Koger Center concert showcases work of Spoleto founder
The USC Symphony Orchestra paid tribute to Pulitzer Prize-winning Italian-American composer Gian Carlo Menotti in a performance at the Koger Center Tuesday night.
Menotti is known for founding the Festival of Two Worlds in Spoleto, Italy and its American counterpart Spoleto USA, which is held every year in Charleston. The performance, which also featured works by Beethoven and Tchaikovsky, featured guest artist and pianist Phillip Bush and guest conductor Nino Lepore.
The night opened with Tchaikovsky’s Capriccio Italien, conducted by Lepore.
“It’s a beautiful piece that Tchaikovsky wrote after a visit to Italy, where he was inspired by the various native folk songs,” said conductor Donald Portnoy.
First-year biology student Brianna Scheper was impressed with the orchestra’s skill.
“They were really, really good,” Scheper said. “They sounded like a professional orchestra and they blended really well.”
Menotti’s short comic opera “The Telephone” featured soprano and graduate student Diana Amos and USC professor Jacob Will. The opera was conducted by Portnoy, who also conducted it this past June at Piccolo Spoleto, a lower-cost offshoot of the more expensive Spoleto USA.

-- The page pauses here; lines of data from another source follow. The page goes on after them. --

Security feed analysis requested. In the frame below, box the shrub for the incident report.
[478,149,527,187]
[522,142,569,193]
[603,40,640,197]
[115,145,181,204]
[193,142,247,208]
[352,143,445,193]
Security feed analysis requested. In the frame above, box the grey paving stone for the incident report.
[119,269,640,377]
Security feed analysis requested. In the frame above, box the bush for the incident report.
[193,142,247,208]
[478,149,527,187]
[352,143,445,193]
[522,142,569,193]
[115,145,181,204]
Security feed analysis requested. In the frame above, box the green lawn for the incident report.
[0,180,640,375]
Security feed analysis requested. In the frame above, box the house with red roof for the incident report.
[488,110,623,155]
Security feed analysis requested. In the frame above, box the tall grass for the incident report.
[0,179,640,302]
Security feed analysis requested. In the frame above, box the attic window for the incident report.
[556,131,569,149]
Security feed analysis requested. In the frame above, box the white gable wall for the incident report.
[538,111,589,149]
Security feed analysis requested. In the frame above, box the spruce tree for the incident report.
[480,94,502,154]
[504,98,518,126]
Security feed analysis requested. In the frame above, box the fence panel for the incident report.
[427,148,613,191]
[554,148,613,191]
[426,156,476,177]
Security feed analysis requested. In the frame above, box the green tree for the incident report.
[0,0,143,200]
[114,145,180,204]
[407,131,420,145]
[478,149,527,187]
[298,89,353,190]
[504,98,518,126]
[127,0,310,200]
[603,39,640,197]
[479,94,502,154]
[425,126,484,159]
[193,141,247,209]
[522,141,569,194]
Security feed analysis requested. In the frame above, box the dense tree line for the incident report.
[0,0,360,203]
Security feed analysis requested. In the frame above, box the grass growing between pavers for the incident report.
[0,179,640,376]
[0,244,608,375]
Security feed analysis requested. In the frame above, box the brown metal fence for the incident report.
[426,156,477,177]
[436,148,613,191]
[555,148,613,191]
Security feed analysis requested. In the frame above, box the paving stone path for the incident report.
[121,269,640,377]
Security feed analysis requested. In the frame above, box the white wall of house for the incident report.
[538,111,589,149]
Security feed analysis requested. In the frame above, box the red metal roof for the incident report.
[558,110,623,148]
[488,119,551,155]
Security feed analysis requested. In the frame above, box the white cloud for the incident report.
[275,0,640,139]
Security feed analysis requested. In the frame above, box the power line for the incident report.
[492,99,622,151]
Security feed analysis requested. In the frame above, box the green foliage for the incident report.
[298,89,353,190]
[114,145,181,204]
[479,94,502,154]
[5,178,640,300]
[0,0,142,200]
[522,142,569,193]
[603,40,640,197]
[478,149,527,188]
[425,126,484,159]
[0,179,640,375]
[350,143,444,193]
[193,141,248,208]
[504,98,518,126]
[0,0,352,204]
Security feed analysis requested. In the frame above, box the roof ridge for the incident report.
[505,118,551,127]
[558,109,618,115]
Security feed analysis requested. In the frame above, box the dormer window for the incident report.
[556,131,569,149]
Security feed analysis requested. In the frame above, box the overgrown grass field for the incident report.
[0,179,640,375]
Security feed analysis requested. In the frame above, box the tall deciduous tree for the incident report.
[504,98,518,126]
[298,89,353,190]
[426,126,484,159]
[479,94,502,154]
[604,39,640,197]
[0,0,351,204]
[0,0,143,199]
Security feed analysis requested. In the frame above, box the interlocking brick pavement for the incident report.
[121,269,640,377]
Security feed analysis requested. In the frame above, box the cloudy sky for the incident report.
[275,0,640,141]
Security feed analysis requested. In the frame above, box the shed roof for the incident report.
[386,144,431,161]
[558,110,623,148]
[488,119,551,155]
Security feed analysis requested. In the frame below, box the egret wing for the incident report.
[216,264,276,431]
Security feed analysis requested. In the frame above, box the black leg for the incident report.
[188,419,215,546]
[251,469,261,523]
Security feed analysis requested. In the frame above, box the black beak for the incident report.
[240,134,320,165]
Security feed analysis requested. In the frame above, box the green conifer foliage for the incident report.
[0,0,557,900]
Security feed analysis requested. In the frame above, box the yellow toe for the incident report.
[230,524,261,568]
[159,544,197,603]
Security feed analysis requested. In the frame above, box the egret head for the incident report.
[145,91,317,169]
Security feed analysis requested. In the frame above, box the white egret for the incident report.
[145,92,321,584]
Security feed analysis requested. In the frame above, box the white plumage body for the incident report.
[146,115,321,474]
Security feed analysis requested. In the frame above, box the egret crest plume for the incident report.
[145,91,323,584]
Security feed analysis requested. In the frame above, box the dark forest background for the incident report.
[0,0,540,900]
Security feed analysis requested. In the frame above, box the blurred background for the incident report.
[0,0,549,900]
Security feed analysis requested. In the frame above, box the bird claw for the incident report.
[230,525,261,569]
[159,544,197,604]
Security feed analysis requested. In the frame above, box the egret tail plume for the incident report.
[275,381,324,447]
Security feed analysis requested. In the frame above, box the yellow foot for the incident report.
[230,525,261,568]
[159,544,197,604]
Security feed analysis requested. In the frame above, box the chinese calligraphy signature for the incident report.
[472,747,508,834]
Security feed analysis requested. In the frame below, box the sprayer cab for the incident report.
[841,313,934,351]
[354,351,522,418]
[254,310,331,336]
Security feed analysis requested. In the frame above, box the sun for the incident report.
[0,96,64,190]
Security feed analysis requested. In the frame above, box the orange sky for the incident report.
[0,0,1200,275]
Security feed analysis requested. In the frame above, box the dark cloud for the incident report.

“It’s about a woman so busy with her telephone that she doesn’t hear a man professing his love for her and telling her he wants to marry her,” Portnoy said. “It’s really quite a hilarious piece.”
“The singers’ emotions were communicated really well,” Scheper said. “Some parts were really moving and others were really funny.”
Portnoy and the Symphony Orchestra will be taking The Telephone on the road, starting next week.
The program closed with Beethoven’s Piano Concerto No. 4, featuring Bush and conducted by Lepore.